Не только Зевс и Гера — все боги и богини Илиады ссорятся, бранятся, интригуют. Они даже дерутся!
Посейдон не хочет покориться Зевсу и обращает к нему ругательства (15,158 слл.); Арес, по интриге Геры, хочет идти в сражение вопреки воле Зевса (113 слл.). В 21 песне изображается ссора богов, драка богов, ругань богов.
392 Щиторушитель Арей налетел на Палладу Афину,
Медным колебля копьём, изрыгая поносные речи:
«Паки ты, наглая муха, на брань небожителей сводишь?
Дерзость твоя беспредельна! Ты вечно свирепствуешь сердцем!
…Ныне за всё, надо мной совершённое, мне ты заплатишь!»
Рёк, и ударил копьём в драгоценный эгид многокистный,
Страшный, пред коим бессилен и пламенный гром Молневержца.
В оный копьём длиннотенным ударил Арей исступлённый.
Зевсова дочь отступила и мощной рукой подхватила
Камень, в поле лежащий, чёрный, зубристый, огромный…
Камнем Арея ударила в выю и крепость сломила.
Та же участь ожидает и Афродиту.
|
|
|
423 …Афина бросилась с радостью в сердце,
Быстро напав на Киприду, могучей рукой поразила
В грудь, и мгновенно у ней обомлели и сердце, и ноги.
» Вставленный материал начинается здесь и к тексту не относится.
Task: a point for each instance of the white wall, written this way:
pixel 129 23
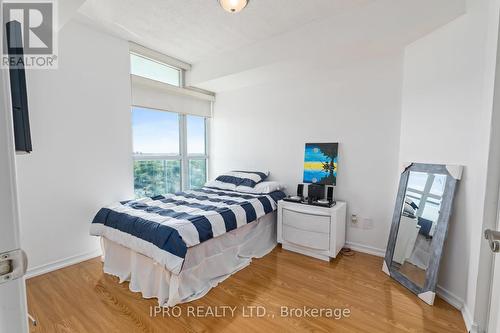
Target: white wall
pixel 265 128
pixel 446 118
pixel 81 132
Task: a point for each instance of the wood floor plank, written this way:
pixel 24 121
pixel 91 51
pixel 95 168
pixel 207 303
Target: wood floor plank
pixel 81 298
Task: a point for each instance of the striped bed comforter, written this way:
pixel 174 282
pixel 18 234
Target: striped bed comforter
pixel 164 227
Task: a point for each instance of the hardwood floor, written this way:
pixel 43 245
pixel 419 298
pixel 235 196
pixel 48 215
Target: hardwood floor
pixel 81 298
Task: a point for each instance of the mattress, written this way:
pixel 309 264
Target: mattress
pixel 205 266
pixel 163 228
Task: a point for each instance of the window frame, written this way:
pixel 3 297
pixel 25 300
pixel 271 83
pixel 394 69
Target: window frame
pixel 183 156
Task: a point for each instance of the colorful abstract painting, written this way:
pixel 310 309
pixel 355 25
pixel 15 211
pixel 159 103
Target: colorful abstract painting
pixel 320 163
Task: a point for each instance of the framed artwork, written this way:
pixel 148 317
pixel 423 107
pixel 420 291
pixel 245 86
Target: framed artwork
pixel 320 163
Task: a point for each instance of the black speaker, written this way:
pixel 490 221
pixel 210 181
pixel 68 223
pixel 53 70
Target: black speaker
pixel 19 95
pixel 329 194
pixel 300 190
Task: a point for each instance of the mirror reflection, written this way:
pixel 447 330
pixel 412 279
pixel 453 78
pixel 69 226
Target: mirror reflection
pixel 417 225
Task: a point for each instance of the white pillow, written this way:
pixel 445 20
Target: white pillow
pixel 221 185
pixel 262 187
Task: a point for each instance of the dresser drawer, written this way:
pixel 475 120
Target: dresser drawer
pixel 306 221
pixel 310 239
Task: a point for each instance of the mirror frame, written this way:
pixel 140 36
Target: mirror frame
pixel 453 174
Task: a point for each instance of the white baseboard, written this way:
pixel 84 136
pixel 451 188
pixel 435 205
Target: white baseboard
pixel 470 325
pixel 450 298
pixel 58 264
pixel 365 249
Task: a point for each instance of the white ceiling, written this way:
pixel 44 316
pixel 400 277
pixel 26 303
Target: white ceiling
pixel 192 30
pixel 270 39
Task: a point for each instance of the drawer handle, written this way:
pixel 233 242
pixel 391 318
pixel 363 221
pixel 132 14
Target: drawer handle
pixel 305 212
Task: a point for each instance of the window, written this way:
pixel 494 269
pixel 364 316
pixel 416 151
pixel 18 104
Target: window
pixel 170 151
pixel 426 190
pixel 154 70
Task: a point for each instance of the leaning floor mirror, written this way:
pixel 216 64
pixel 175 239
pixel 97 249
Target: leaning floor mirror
pixel 419 226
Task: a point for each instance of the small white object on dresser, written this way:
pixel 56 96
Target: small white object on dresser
pixel 314 231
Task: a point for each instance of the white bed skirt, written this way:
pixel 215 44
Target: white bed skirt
pixel 205 266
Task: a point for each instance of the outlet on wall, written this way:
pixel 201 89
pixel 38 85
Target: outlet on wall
pixel 367 223
pixel 354 221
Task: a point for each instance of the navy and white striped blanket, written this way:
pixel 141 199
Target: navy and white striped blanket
pixel 164 227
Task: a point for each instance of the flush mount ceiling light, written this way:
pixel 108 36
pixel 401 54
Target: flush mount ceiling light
pixel 233 6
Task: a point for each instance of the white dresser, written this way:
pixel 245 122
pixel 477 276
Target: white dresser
pixel 315 231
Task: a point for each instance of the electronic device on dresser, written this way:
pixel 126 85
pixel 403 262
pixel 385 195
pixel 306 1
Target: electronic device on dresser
pixel 300 191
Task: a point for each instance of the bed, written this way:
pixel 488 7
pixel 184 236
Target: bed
pixel 177 247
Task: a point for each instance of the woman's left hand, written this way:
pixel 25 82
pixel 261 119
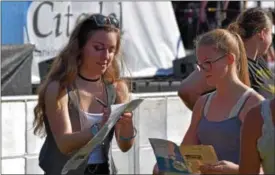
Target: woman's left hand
pixel 126 118
pixel 221 167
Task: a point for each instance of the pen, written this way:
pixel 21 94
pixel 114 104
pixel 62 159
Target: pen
pixel 101 102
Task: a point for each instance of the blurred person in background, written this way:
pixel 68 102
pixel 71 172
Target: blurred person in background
pixel 67 111
pixel 254 26
pixel 257 140
pixel 223 61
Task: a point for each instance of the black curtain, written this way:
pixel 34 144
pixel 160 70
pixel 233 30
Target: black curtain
pixel 16 61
Гера поносит бранными словами Артемиду, а затем
489 …руки богини своею рукою
Левой хватает, а правою, лук за плечами сорвавши,
Луком, с усмешкою горькою, бьёт вкруг ушей Артемиду:
Быстро она отвращаясь, рассыпала звонкие стрелы
И, наконец, убегала в слезах.
Такие отношения между богами отливаются в целые битвы-поединки, как в 20 песне. Это самые настоящие агоны. Трудно отличить драку богов, инвективу, агоны от тех агонов инвективы и драк, которые составляют душу балаганной и литературной комедии. Между тем, в эпосе видно с полной убедительностью, что распри-битвы богов дублируют распри-битвы героев. Разница между тем и другим — только разница планов. Дело, по-видимому, не в одном лишь смехе. Комическое имеет какую-то иную сущность, которая только метафоризируется смехом, наряду с инвективой, агоном, айсхрологией и т.д. Одной из таких метафор ‛комического’ является и похвальба. «Хвастливый воин» всегда присутствует в комедии. О похвальбе героев греческого эпоса (как и русского) можно бы сказать очень много. Но похваляются и боги, и тут-то весь контекст говорит именно о ‛комическом’. Я имею в виду похвальбу Афины, избивающей Ареса и Артемиду (21,427). Самый
|
|
|
термин ἐπευχομένη говорит очень ясно, что мы имеем с древнейшей похвальбой: ведь по-гречески εὔχομαι и ἐπεύχομαι ‛молюсь’ значит ‛хвастаюсь’, εὖχος слава, εὐχή молитва. Величанье, автослава, хвала тотема самому себе (победа над антагонистом, антитотемом) — вот что тут в основе.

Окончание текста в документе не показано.